Notes: (1) some of the studies already made a results figure like this (e.g. the example is from Allen et al. 2018). some didn’t (e.g. Irvine et al: https://www.jmir.org/2015/1/e1/). But the numbers are there in the Irvine study, so you can make a graph from those. (2) it’d be nice to visually distinguish the lines by treatment/control, the type of intervention, and maybe the severity of injury/pain in the population being studied.

Please either generate the graph or write some R code to do so

Claude churned for 5 minutes and produced a 450-line R script and a beautiful (non-R?) figure:

I was ecstatic! Claude had extracted a bunch of results, treatment categories, and time points, and written all the rescaling and figure code. Most importantly, the figure looked great!

I decided to check the data for one of the studies just to be sure, and found… the numbers were slightly off–3.3 vs 3.5, 3.1 vs. 3.3. I found that odd and checked another. Way off this time. I checked one more and found that Claude had made up a timepoint.
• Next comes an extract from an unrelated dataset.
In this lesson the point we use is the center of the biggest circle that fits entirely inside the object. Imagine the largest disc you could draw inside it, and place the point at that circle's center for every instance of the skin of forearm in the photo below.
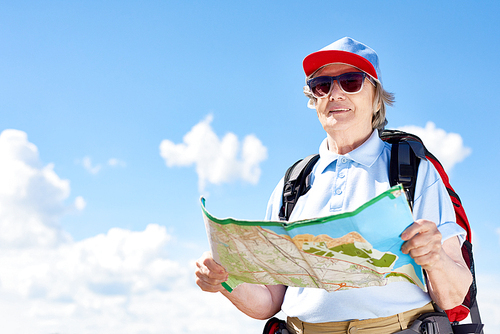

A bit annoyed, I showed the discrepancies to Claude and asked it to verify all the data it had extracted. It churned for a few minutes and said that it couldn’t access the full study texts for almost all the papers, and so it could not verify the vast majority of the data. How did Claude come up with the numbers at all then? Claude said it had hallucinated.

A Second Pass and Answer

I got all the study PDFs and asked Claude Code to read the PDFs and do the tedious work of verifying all 19 studies. I watched in wonder as Claude spun up six agents in parallel, each one ingesting a full paper for a few minutes and then printing statements like, “4.9 should be 4.7; see Table 3.” After 10 minutes, Claude was done, and spit out its assessment for each study. It claimed that the extracted data for 17 of the 19 studies were wrong, and stated its corrections.

I crossed my fingers and looked at the first study to be corrected. I found that, in fact, the correction was exactly correct this time. I checked another study; it was also exactly correct. After checking a few more, I breathed relief and trusted the extraction.

Despite the bumpy ride, Claude had saved me hours of tedious extraction and plotting work. And we had a nice visual answer to our question about PT effectiveness. In addition to the figure at the top, I also overlaid all the studies:

My summary of these graphs: on average, “recovery” seems to amount to 0-25% reductions in pain, takes months, and involves both components of natural healing and some improvement from PT.

One Last Mystery

One last thing bothered me: some of the numbers from Claude’s first pass had been very close! How did Claude do that if it hallucinated without access to the papers? After looking at Claude’s chain of thought, here’s my guess: when Claude was close, it used data from the review paper supplement (which stated some of the individual study results) and fudged the numbers slightly for some reason; when Claude wasn’t close, it just imputed plausible numbers/measures from other studies.

I think the figures could still be improved with error bars and sample sizes, and I worry about an occasional error in one of the extractions. But I generally trust the answers I’ve stated above.